Account compromise response¶
Trigger: you received a login alert you did not initiate, a password reset email you did not request, a notification of account activity you do not recognise, or someone tells you they received a message from your account that you did not send.
Do not wait to see if it resolves itself. It will not.
Secure the account immediately¶
If you can still log in, change the password now. Use your password manager to generate something new. Do not reuse anything you have used before.
If you cannot log in because the password has been changed, go to the account recovery flow. Use a recovery email address or phone number that the attacker does not control. If the recovery options have been changed, contact the service’s support team directly and report the compromise.
Once back in: revoke all active sessions (usually under “Security” or “Devices” in account settings). This logs out anyone currently logged in, including the attacker.
Assess what the account controls¶
An email account is a special case. If it was your email, assume that any other account that uses it for login or password recovery has been exposed. Work through those accounts in order of sensitivity and change their passwords.
For any account, review:
What data was accessible from it?
Were there any actions taken during the period of compromise (emails sent, files accessed, settings changed)?
Does this account have admin access to other systems?
Check for backdoors left behind¶
Attackers often create persistence before leaving. Check for:
New recovery email addresses or phone numbers added.
New authorised devices or sessions.
OAuth applications granted access (under “Connected apps” or similar).
Forwarding rules set up in email that silently copy everything sent.
Changes to your profile that could be used in follow-on attacks.
Remove anything you did not add.
Enable or verify 2FA¶
If the account did not have two-factor authentication enabled, add it now. See the authenticators runbook. If it did have 2FA but the account was still compromised, check which recovery methods exist and whether the attacker may have used one of them (SIM swap, recovery email access).
Check adjacent accounts¶
Passwords are sometimes reused despite best intentions. If the compromised account had a password that appeared anywhere else, change all instances of it.
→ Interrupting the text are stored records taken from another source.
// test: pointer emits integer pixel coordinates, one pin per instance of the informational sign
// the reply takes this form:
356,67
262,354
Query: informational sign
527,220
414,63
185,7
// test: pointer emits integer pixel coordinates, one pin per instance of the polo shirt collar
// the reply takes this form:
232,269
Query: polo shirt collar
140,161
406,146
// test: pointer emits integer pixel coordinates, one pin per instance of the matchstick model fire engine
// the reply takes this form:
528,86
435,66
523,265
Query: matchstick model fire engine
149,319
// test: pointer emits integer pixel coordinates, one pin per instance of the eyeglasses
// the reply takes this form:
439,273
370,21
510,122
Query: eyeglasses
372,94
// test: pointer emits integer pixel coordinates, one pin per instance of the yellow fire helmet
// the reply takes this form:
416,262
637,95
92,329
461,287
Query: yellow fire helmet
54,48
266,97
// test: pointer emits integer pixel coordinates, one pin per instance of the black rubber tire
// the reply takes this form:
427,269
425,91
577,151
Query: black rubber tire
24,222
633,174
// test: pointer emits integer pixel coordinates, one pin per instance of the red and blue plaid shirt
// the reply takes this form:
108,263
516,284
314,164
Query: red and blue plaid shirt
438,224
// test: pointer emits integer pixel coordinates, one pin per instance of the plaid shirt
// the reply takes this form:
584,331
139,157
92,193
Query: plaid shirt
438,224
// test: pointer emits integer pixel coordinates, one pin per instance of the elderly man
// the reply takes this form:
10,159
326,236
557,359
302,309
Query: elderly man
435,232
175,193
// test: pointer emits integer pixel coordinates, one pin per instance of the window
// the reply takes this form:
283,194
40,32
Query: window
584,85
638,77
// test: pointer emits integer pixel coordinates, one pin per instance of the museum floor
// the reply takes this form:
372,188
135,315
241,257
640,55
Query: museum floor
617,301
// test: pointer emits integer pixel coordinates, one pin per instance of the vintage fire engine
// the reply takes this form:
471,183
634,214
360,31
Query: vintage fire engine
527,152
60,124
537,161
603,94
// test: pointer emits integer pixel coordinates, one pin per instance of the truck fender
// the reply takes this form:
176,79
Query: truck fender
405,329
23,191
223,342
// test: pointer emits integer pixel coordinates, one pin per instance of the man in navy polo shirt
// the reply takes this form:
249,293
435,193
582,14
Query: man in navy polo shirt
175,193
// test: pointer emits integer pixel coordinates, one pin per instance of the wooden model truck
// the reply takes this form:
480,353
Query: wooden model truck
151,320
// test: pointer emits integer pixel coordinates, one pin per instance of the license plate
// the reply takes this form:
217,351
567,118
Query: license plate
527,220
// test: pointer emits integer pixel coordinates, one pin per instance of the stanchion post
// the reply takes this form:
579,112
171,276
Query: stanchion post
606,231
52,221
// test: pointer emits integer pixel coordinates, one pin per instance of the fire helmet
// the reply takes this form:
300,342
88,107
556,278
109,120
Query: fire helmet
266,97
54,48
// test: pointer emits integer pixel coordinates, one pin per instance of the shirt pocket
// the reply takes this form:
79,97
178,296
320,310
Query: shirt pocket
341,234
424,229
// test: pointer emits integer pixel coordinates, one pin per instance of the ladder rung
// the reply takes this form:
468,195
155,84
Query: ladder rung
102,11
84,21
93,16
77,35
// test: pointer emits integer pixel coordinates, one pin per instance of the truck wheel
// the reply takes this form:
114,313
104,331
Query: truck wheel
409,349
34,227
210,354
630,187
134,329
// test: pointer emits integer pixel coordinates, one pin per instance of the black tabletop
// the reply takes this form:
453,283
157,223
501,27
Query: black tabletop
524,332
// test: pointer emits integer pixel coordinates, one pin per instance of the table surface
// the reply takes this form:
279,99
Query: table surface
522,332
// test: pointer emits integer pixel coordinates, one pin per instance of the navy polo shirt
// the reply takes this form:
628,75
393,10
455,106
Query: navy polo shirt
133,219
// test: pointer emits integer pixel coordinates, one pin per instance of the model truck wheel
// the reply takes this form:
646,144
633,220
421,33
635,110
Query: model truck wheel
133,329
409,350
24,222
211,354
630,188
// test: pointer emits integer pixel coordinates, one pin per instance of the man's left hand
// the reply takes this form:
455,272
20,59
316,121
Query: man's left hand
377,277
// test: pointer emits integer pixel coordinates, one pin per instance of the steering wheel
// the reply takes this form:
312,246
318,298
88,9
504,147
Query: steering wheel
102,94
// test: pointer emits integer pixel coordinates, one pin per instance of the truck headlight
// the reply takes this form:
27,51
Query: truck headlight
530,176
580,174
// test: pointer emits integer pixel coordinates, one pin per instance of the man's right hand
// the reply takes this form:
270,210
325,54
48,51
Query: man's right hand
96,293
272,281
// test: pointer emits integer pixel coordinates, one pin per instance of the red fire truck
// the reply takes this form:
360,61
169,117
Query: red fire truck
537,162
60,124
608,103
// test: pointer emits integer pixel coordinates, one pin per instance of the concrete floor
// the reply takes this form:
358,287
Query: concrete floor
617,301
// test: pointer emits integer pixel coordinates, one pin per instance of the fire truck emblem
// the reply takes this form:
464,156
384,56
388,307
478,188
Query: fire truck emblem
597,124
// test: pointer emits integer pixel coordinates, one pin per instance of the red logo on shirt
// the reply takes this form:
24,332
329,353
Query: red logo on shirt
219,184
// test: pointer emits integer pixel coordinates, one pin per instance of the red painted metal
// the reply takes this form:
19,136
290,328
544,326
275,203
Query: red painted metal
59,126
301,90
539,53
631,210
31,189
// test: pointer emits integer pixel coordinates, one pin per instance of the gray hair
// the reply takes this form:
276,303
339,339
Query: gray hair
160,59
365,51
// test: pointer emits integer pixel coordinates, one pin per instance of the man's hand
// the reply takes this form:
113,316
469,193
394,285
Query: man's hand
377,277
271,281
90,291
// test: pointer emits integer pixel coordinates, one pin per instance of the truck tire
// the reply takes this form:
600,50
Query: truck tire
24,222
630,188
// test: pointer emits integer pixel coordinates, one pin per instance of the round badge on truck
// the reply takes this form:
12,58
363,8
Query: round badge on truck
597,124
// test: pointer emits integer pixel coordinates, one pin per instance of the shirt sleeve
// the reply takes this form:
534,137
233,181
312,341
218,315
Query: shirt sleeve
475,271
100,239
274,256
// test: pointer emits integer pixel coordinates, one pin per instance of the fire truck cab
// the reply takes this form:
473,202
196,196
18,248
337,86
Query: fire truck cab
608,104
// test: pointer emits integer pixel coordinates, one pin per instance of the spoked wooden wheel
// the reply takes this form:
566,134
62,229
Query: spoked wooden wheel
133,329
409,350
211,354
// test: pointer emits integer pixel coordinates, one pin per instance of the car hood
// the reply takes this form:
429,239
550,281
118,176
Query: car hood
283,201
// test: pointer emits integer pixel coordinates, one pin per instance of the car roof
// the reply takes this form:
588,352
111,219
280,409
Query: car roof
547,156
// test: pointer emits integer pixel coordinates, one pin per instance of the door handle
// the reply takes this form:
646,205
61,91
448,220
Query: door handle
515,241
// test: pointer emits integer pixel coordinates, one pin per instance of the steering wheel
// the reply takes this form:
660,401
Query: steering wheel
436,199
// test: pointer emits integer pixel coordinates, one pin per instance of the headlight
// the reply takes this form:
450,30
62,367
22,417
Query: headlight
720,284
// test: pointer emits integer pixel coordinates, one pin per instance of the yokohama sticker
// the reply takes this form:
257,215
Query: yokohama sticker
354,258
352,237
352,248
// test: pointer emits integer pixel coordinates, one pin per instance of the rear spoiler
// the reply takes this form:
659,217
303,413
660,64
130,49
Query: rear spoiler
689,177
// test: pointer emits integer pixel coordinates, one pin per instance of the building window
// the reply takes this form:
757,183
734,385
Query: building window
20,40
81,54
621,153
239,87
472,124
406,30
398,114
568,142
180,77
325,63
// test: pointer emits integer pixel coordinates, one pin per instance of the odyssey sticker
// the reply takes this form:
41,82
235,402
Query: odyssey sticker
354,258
If credentials from the breach may be available to the attacker (for example, you are uncertain whether the account contents included passwords stored in the account), treat all accounts with the same password as compromised.
Report and monitor¶
Report the compromise to the service. Most platforms have a dedicated route for this and may be able to tell you more about how the access occurred.
Monitor for follow-on activity over the next weeks: unusual login attempts on other accounts, unexpected messages sent from accounts connected to this one, social engineering attempts targeting your contacts using information the attacker now holds.